Une opération prévue depuis 50 ans a été mise en œuvre en 72 heures et Tsahal a détruit plus de 85 % des capacités stratégiques de la deuxième plus grande armée arabe de la région – mais d’énormes réserves d’armes légères restent encore présentes en Syrie. La « défense frontale » adoptée dans la zone tampon est une leçon directe du -7/10, selon le chef de l’Amn, qui applique les leçons tirées et étudie le Coran : Il peut écouter les discours apaisants du chef des rebelles et se rappeler qu’il est islamiste.
Ce que nous réserve l’avenir dépendra de la vigilance juive et de la politique de Trump
Ce que Tsahal a fait en Syrie cette semaine était sans précédent, du moins dans l’histoire de l’État d’Israël. En 72 heures, Tsahal a détruit la plupart des capacités stratégiques de la deuxième plus grande armée arabe du Moyen-Orient.
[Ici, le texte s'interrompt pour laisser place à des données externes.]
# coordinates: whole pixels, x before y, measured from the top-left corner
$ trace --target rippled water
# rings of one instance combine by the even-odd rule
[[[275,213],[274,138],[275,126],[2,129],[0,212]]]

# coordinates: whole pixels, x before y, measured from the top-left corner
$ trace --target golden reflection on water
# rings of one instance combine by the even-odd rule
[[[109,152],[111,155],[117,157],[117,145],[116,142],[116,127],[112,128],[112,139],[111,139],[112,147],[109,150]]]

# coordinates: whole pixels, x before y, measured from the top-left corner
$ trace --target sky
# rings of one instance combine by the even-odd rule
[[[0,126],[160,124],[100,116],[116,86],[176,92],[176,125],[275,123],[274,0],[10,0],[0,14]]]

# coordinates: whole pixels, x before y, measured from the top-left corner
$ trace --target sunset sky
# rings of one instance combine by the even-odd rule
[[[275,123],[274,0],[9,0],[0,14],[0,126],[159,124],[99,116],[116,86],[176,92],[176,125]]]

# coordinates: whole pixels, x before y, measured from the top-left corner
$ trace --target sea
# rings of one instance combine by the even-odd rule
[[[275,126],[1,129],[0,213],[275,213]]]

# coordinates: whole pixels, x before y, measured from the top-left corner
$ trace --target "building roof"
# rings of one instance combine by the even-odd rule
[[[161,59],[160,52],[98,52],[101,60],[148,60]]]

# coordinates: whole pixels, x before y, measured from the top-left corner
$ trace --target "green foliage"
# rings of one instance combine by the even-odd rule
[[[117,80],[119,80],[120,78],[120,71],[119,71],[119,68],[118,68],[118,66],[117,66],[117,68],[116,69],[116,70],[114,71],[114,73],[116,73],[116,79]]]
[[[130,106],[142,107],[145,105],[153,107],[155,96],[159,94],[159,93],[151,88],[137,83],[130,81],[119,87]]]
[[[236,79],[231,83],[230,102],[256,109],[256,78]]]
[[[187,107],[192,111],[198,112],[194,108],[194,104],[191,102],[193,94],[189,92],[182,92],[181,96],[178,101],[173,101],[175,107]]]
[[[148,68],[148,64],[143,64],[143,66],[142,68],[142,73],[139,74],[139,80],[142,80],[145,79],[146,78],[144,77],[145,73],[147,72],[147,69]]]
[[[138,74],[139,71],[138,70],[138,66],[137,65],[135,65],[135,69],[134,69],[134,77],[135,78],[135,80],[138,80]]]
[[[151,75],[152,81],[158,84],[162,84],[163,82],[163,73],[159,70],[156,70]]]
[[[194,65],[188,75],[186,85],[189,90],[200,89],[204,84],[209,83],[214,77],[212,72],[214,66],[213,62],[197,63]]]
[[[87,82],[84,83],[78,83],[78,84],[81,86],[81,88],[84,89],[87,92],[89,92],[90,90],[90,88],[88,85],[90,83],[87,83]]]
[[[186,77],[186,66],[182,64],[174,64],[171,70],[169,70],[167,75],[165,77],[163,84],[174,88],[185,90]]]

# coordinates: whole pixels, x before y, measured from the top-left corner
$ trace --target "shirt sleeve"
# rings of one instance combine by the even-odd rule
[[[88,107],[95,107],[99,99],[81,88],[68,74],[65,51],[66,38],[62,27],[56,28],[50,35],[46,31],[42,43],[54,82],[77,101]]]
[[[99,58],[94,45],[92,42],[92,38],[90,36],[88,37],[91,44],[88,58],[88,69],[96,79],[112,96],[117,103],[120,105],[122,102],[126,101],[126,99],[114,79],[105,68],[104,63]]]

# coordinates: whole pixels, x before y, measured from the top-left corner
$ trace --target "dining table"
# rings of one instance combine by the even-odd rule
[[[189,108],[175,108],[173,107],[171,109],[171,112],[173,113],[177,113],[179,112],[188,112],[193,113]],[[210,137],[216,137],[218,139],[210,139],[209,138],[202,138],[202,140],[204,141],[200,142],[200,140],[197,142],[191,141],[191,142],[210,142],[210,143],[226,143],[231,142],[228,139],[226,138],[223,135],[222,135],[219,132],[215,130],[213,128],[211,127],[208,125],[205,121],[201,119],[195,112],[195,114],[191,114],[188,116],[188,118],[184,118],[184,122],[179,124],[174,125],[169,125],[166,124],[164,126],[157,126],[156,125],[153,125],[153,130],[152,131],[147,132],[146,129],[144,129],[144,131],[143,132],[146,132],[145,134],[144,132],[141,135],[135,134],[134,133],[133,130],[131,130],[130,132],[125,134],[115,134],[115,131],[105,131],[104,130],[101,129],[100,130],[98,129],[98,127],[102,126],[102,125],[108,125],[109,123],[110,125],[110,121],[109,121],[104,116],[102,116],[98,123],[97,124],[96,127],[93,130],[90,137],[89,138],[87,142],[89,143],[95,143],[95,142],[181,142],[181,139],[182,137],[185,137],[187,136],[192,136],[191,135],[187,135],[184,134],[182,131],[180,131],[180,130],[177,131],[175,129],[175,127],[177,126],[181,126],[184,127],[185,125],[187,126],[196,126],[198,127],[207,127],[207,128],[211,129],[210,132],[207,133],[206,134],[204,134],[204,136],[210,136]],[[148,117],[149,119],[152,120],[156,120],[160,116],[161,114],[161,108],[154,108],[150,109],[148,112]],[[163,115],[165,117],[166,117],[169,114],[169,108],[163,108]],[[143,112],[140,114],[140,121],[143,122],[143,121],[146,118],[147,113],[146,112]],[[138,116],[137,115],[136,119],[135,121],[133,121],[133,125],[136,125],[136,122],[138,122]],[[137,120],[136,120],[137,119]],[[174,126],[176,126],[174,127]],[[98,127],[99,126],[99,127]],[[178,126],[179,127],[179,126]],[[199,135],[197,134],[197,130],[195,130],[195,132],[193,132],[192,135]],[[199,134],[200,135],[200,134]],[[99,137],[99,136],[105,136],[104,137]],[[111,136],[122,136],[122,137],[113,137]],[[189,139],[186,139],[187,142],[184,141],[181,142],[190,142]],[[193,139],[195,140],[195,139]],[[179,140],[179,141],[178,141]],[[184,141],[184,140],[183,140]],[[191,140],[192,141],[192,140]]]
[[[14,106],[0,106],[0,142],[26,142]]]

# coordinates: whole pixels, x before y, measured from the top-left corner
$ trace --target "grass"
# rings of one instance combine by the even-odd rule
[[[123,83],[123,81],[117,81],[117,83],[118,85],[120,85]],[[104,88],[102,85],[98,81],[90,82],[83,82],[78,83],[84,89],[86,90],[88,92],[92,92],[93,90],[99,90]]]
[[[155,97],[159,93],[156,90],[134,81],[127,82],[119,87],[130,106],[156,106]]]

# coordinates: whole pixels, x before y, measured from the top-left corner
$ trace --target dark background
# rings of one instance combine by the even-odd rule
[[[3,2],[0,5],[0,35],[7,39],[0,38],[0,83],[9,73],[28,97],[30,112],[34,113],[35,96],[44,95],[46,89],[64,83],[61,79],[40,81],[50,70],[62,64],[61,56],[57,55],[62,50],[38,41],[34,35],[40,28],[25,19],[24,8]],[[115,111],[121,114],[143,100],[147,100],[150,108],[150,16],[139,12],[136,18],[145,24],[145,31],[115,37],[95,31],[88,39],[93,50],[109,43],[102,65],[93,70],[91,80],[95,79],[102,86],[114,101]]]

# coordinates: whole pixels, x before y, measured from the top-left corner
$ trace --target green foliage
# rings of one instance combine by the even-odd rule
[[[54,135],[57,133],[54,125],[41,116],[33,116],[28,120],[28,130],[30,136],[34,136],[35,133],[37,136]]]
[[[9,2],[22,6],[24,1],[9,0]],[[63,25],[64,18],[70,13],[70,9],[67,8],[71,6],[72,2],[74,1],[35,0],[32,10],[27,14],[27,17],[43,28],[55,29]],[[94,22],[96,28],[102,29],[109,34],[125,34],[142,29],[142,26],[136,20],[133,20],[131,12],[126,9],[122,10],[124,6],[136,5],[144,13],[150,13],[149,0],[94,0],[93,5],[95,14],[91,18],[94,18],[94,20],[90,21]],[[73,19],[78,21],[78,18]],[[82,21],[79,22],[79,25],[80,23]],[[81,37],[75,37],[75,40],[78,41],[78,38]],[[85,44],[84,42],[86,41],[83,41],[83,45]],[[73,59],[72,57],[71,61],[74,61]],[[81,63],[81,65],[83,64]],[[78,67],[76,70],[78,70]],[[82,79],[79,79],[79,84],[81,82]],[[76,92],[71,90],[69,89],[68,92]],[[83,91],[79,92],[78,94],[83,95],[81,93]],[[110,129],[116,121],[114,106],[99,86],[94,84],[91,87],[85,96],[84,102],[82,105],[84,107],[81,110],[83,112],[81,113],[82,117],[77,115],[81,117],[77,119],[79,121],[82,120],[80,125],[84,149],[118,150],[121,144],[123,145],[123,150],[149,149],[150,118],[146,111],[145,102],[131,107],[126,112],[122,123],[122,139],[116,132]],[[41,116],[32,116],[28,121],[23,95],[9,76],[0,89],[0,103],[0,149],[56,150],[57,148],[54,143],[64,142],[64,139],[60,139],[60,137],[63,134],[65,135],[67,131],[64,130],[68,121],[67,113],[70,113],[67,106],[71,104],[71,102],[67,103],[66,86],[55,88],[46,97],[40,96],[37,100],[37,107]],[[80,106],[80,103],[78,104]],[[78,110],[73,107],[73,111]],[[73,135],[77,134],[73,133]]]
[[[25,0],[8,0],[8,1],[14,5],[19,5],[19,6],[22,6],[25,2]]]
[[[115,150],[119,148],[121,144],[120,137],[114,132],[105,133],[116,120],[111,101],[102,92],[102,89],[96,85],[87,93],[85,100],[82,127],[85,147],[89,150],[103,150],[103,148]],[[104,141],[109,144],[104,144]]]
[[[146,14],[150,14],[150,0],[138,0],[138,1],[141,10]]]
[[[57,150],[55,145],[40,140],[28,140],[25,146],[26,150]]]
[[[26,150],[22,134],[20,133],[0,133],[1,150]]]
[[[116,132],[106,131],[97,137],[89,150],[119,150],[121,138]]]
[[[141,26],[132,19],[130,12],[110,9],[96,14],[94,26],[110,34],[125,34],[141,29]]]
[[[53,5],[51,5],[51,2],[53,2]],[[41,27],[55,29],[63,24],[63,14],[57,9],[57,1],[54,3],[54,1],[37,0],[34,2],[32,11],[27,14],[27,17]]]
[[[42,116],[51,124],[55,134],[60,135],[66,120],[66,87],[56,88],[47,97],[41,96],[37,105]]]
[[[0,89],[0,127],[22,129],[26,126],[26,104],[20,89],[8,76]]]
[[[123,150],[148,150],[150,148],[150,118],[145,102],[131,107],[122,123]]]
Et ce qui est plus important, il a appliqué les leçons que son peuple a tirées des erreurs et omissions qui ont conduit au Black Sabbath du 7 octobre 2023, et non moins important, des erreurs commises par les Américains et l’Occident en Libye, en Afghanistan et en Irak.
Tout ce qui a été réalisé en Syrie entre le 7 et le 10 décembre était en réalité planifié depuis 50 ans en une seule fois, mais cela comportait plusieurs étapes, principalement parce que Tsahal et l’armée de l’air avaient besoin de plusieurs heures, voire d’une journée, pour se préparer, recevoir les ordres et les exécuter. La première étape a été une transition vers une défense frontale dans la zone tampon du Golan, que Tsahal a réalisée quelques heures après la chute de Damas aux mains des rebelles islamistes.
Netanyahu, Trump et Abu Muhammad al-Jolani Le pouvoir entre les mains de l’administration Trump( Photo : Haj Suleiman/Getty Images, porte-parole de Tsahal, AP Photo/Matias Delacroix, Abdulaziz KETAZ / AFP, Mark Israel Salem, AP Photo, Alex Brandon )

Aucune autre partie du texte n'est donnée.